Of course it’s a risk. Conferences are about business. They are not cheap to produce or to attend. Thematically by far the best one we have ever come up with was “Sell More Books”, which we used for the Marketing & Publicity Conference back in 2016. I mean, who doesn’t want to, right? But time moves on. The things that drove us forwards in 2016 (before Brexit, Trump, Jeremy Corbyn, coronavirus, and this Tory Party btw) are not the same things that nurture us today. A recent Microsoft survey found that most of its staff now felt more productive working from home, even if their bosses disagreed. Employees no longer want what they used to need, and that’s a challenge.
We have assumed that publishing was an attractive place to work and that this charm would outweigh the hardships
For years we have assumed that the publishing business was an attractive place to work and that this charm would outweigh the hardships; strip that away, though, and what is left looks kinda gnarly. As Nibbies-winning editor Katy Loftus wrote in a comment piece this week on why she left corporate publishing—“Love doesn’t pay the bills. In a way, love complicates matters.” For all of the talk about how the publishing sector has been pandemic-proof, or recession-hardy, not enough of us have asked how resilient we are.
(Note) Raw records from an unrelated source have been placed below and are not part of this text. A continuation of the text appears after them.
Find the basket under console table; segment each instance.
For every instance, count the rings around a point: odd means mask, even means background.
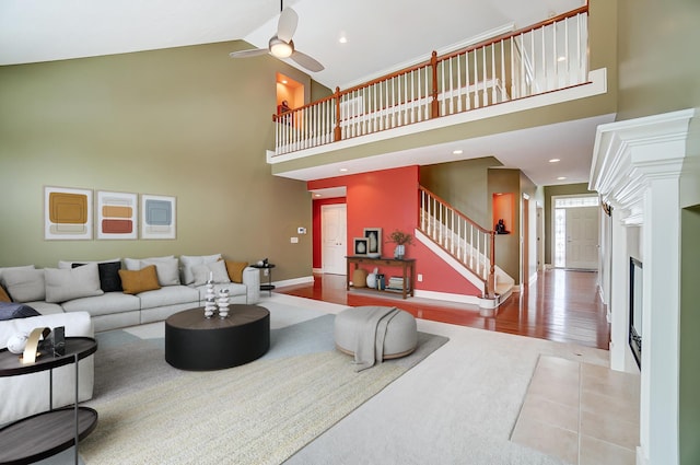
[[[350,277],[351,275],[351,264],[354,264],[354,268],[352,271],[358,269],[360,265],[370,265],[375,267],[394,267],[401,268],[401,277],[404,278],[404,289],[401,289],[401,297],[406,299],[408,295],[413,297],[413,287],[416,286],[416,259],[415,258],[389,258],[389,257],[378,257],[372,258],[361,255],[351,255],[347,256],[347,275],[346,275],[346,289],[350,290]],[[382,291],[385,292],[385,291]]]

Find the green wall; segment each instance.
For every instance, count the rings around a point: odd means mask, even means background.
[[[696,0],[618,0],[618,120],[695,108],[686,147],[687,162],[700,156],[700,2]],[[681,177],[684,196],[698,175]],[[692,205],[681,199],[681,205]],[[681,210],[680,295],[680,464],[700,463],[698,431],[698,294],[700,220],[698,208]]]
[[[490,167],[502,166],[493,156],[438,163],[420,167],[420,184],[482,228],[493,228],[488,199]]]
[[[0,67],[0,266],[222,253],[311,275],[305,183],[270,175],[276,72],[241,42]],[[44,186],[177,198],[177,239],[45,241]]]
[[[560,186],[545,186],[545,264],[552,264],[551,248],[552,248],[552,224],[553,217],[551,211],[551,198],[556,196],[573,196],[579,194],[593,194],[595,196],[598,193],[588,190],[586,183],[580,184],[563,184]]]

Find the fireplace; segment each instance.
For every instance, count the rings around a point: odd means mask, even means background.
[[[630,328],[629,342],[637,365],[642,368],[642,263],[630,257]]]

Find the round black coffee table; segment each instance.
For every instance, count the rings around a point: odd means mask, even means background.
[[[165,321],[165,361],[180,370],[222,370],[258,359],[270,348],[270,312],[258,305],[229,305],[229,316],[205,317],[205,309]]]

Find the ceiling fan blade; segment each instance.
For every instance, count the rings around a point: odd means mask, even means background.
[[[298,51],[298,50],[294,50],[294,53],[290,58],[313,72],[323,71],[325,69],[324,66],[318,61],[316,61],[314,58],[310,57],[306,54],[302,54],[301,51]]]
[[[267,48],[250,48],[249,50],[238,50],[229,54],[231,58],[248,58],[257,57],[258,55],[265,55],[269,50]]]
[[[296,23],[299,23],[299,15],[294,10],[287,7],[280,13],[280,20],[277,23],[277,37],[284,42],[290,42],[296,31]]]

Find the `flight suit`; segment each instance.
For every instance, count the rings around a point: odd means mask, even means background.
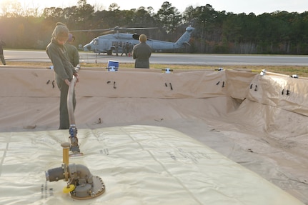
[[[151,49],[146,42],[140,42],[134,46],[132,55],[135,59],[135,68],[149,69],[149,59],[151,54]]]
[[[59,129],[69,129],[69,117],[67,108],[67,94],[69,86],[65,83],[65,79],[71,81],[74,74],[77,71],[69,61],[66,49],[59,45],[54,39],[46,47],[46,53],[51,59],[55,72],[55,79],[60,90],[60,126]],[[75,91],[73,94],[73,107],[75,110]]]

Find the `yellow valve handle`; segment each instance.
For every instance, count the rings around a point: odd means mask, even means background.
[[[74,184],[69,184],[69,186],[65,186],[63,188],[63,192],[64,193],[69,193],[75,189],[75,185]]]

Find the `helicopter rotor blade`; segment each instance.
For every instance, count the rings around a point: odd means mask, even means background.
[[[115,26],[111,29],[88,29],[88,30],[71,30],[70,32],[86,32],[86,31],[104,31],[103,34],[110,34],[113,31],[119,31],[120,30],[146,30],[146,29],[156,29],[157,27],[146,27],[146,28],[124,28],[124,27],[119,27]]]

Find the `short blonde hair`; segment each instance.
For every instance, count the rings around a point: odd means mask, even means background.
[[[144,34],[141,34],[139,36],[139,41],[140,41],[140,42],[146,41],[146,36]]]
That’s now a necessary conversation, even if as Dan Conway, the new chief executive of the Publishers Association, tells us this week, it will be important to have it “in a way that is helpful in terms of an industry dialogue”.
Yet for all that, I will wager that for those who attended The Bookseller Children’s Conference on Monday there could hardly have been a more collegiate or useful place to be. This remains an industry that when gathered together exudes hope, positivity, a sense of belonging, and an acknowledgement of the challenges ahead. The sessions I sat in looked to describe the world around us in realistic ways and then began the process of looking for solutions. How do we get books (or audio) out to more readers, when more of those readers will be challenged socio-economically? How do we make better books for readers not like me? And do we, as Cally Poplak, executive publisher of HarperCollins Children’s Books and Farshore, tells us this week, need to change the message around reading, so its real benefits become more obvious to more people?
These are all big issues, arriving at a big moment. There’s nothing frivolous about admitting that we need to talk about them and, yes, find some common ground. Sometimes the way to sell more books is to think about why we make them in the first place.